Guinée : Mamadi Doumbouya institue le premier Recensement Général des Entreprises (RGE1)
CONAKRY- Par un décret pris le vendredi 18 septembre 2026, le président Mamadi Doumbouya, a officiellement institué le Premier Recensement Général des Entreprises (RGE1) sur toute l’étendue du territoire national. Placé sous l’autorité du Ministère du Plan, de la Coopération Internationale et du Développement, ce projet vise à cartographier le tissu économique guinéen et à moderniser les statistiques nationales.
Une radiographie complète de l’économie guinéenne
L’objectif central du RGE1 est de fournir des données fiables, actualisées et géolocalisées sur l’ensemble des unités économiques formelles et informelles du pays. Cette base de données permettra d’éclairer les décisions politiques, de guider les partenaires au développement et de fournir aux acteurs du secteur privé un aperçu précis de la structure économique par branche d’activité.
Entre autres missions, le RGE1 permettra de :
- Dénombrer et géolocaliser toutes les entreprises installées en Guinée ;
- Créer un répertoire national des entreprises à des fins statistiques ;
- Évaluer l’emploi et la performance économique en mesurant le niveau réel des emplois créés et les chiffres d’affaires générés au cours des trois dernières années ;
- Recueillir l’opinion des dirigeants d’entreprise sur le climat des affaires en Guinée ;
- Rénover les comptes nationaux grâce à des données fiables et rebasées.
Qui est concerné et qui en est exclu ?
Le champ d’application du RGE1 touche l’ensemble des unités économiques ayant une activité marchande (secteurs formel et informel) exerçant dans un local professionnel fixe (construit en brique, conteneur, bois, tôle, terre cuite, etc.). Il intègre également :
- Les unités travaillant à ciel ouvert en raison de leur activité (garages, vulcanisateurs, carrières, menuiseries, briqueteries, etc.) ;
- Les entreprises publiques à caractère marchand (ex. EDG, SEG, CHU) ;
- Les Institutions Sans But Lucratif (ISBL) menant des activités non marchandes (ONG, associations, syndicats, lieux de culte, etc.).

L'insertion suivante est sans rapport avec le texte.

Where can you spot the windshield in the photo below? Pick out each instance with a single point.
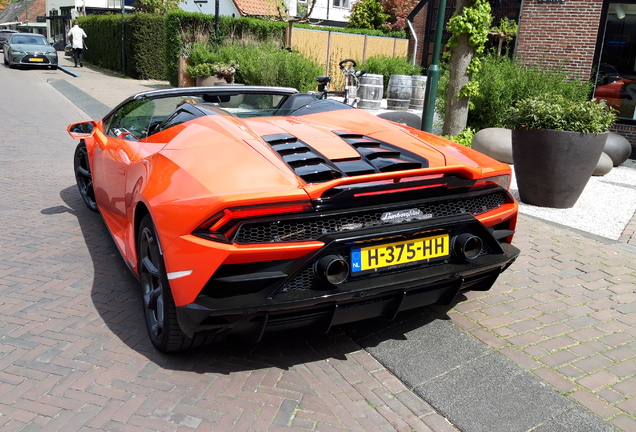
(20, 39)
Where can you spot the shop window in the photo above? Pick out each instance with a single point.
(616, 72)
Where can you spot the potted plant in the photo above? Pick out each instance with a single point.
(208, 74)
(556, 145)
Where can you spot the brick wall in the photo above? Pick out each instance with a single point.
(560, 34)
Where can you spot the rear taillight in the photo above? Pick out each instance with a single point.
(224, 224)
(502, 181)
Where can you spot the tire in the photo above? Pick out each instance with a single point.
(158, 304)
(83, 177)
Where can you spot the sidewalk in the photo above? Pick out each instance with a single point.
(565, 311)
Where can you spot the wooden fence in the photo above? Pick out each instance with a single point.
(329, 48)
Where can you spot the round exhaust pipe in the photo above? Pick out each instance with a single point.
(468, 246)
(332, 268)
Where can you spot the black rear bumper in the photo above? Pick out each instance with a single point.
(256, 299)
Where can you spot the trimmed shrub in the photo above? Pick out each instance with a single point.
(144, 41)
(261, 64)
(103, 40)
(503, 82)
(555, 112)
(387, 66)
(184, 29)
(145, 46)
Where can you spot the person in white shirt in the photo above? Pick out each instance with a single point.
(77, 35)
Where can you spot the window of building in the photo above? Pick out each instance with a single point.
(616, 71)
(341, 4)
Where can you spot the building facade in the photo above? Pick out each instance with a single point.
(591, 39)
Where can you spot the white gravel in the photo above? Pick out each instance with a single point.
(604, 208)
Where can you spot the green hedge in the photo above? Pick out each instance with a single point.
(504, 81)
(103, 40)
(145, 46)
(144, 43)
(183, 29)
(153, 43)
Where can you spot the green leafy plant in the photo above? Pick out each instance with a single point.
(464, 138)
(368, 14)
(504, 81)
(506, 30)
(550, 111)
(262, 63)
(473, 21)
(202, 70)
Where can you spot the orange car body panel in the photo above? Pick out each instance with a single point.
(188, 173)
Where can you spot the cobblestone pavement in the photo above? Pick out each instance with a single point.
(74, 354)
(74, 351)
(565, 311)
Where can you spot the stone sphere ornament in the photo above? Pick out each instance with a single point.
(617, 148)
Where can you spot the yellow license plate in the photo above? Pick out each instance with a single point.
(399, 254)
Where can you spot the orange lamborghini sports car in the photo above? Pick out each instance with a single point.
(250, 209)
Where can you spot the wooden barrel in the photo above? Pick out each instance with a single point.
(370, 91)
(418, 88)
(398, 94)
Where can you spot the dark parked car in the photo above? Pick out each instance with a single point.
(29, 49)
(4, 36)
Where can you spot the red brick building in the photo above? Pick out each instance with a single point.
(594, 39)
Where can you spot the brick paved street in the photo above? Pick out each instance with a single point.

Sont en revanche exclus du recensement :
· Les ambulants, commerçants et prestataires de services ;
· Les unités économiques informelles évoluant dans l’agriculture (agriculture, élevage, sylviculture, horticulture, pisciculture, etc.) ;
· Les établissements publics fournissant des services non marchands (écoles publiques, hôpitaux de base et de référence et autres centres de santé publique, autres services publics, etc.) ;
· Les unités économiques informelles évoluant dans le transport (taxi, taxi-moto, taxi-bus et éventuellement d’autres moyens informels de transport) ;
· Les ministères et les structures déconcentrées, les communes et les collectivités décentralisées suivant le découpage administratif ;
· Les établissements publics administratifs fournissant des prestations non marchandes (chambres consulaires, agences de régulation, etc.) ;
· Les unités économiques nouvellement créées et n’ayant pas encore démarré leurs activités au moment de la collecte ;
· Toutes les autres unités économiques n’exerçant pas dans un local professionnel fixe tel que défini ci-haut.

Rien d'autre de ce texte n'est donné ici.